To train the neural network used in the first encoder 611, the second encoder 612, the third encoder 614, the first decoder 231, the second decoder 232, and the third decoder 234, at least one of the first loss information 2150, the second loss information 2160, the third loss information 2170, the fourth loss information 2180, or the fifth loss information 2190 may be obtained.
First loss information 2150 corresponds to the difference between current training chromaticity image 2110 and current reconstructed training chromaticity image 2140. The differences between the current training chromaticity image 2110 and the current reconstructed training chromaticity image 2140 may include at least one of an L1 norm value, an L2 norm value, a Structural Similarity (SSIM) value, a peak signal-to-noise ratio-human visual system (PSNR-HVS) value, a multi-scale SSIM (MS-SSIM) value, a variance-expansion factor (VIF) value, or a video multi-method assessment fusion (VMAF) value between the current training chromaticity image 2110 and the current reconstructed training chromaticity image 2140.
The first loss information 2150 is related to the quality of the current training chrominance image 2110 such that the first loss information 2150 may also be referred to as quality loss information.

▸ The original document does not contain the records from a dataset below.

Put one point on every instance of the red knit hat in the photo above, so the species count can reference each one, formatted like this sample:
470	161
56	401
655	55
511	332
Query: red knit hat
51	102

Similar to the first loss information 2150, the fourth loss information 2180 corresponds to the difference between the current training luminance image 2105 and the current reconstructed training luminance image 2120.
The second loss information 2160 corresponds to the feature data w for cross-channel prediction i Entropy of or corresponds to characteristic data w for cross-channel prediction i Bit rate of the corresponding bit stream.
Third loss information 2170 corresponds to feature data v of residual image data of the current training chrominance image i Or characteristic data v corresponding to residual image data of a current training chrominance image i Bit rate of the corresponding bit stream.
Fifth loss information 2190 corresponds to feature data L of the current training luminance image i Entropy or characteristic data L corresponding to the current training luminance image i Bit rate of the corresponding bit stream.
When the bitstream comprises feature data w for cross-channel prediction i And feature data v of residual image data of the current training chrominance image i In both cases, sixth loss information corresponding to the bit rate of the corresponding bit stream may be calculated. In this case, training may not be performed using the second loss information 2160 and the third loss information 2170.
When the bitstream comprises feature data w for cross-channel prediction i Feature data v of residual image data of current training chrominance image i Feature data L of the current training luminance image i Can calculate seventh loss information corresponding to bit rates of the respective bit streams In this case Training may be performed without the second loss information 2160, the third loss information 2170, and the fifth loss information 2190.
The second loss information 2160, the third loss information 2170, and the fifth loss information 2190 are related to the efficiency of encoding the current training luminance image 2105 and the current training chrominance image 2110, such that the second loss information 2160, the third loss information 2170, and the fifth loss information 2190 may be referred to as compression loss information.
The neural networks used in the first, second, third, first, second, and third decoders 231, 232, 234, 611, 612, 614, 231, 232, and 234 are trained to reduce or minimize final loss information calculated from at least one of the first, second, third, fourth, or fifth loss information 2150, 2160, 2170, 2180, or 2190.
More specifically, the neural network used in the first, second, third, and third decoders 231, 232, 234, 611, 612, and 614 is trained to reduce or minimize final loss information while changing the values of preset parameters.
In embodiments of the present disclosure, final loss information may be calculated based on equation 1.
[ equation 1]
Final loss information=a×first loss information+b×second loss information+c×third loss information+d×fourth loss information+e×fifth loss information
In equation 1, a, b, c, d and e represent weights applied to the first loss information 2150, the second loss information 2160, the third loss information 2170, the fourth loss information 2180, and the fifth loss information, respectively.
Based on equation 1, it is shown that the neural network used in the first, second, third, and third decoders 231, 232, 234, 611, 612, and 614 is trained in the following manner: the current reconstructed training luma image 2120 is as similar as possible to the current training luma image 2105, the current reconstructed training chroma image 2140 is as similar as possible to the current training chroma image 2110, and the size of the bit stream corresponding to the data output from the first encoder 611, the second encoder 612, and the third encoder 614 is minimized.
The neural network used in the first, second, third, and third decoders 231, 232, 234, 611, 612, 614 may be individually trained according to a plurality of pieces of final loss information based on at least some of the first, second, third, fourth, and fifth loss information 2150, 2160, 2170, 2180, 2190, and the neural network used in the first, second, third, and third decoders 231, 232, 234, 611, 612, 614, which is not limited to training together the final loss information based on equation 1.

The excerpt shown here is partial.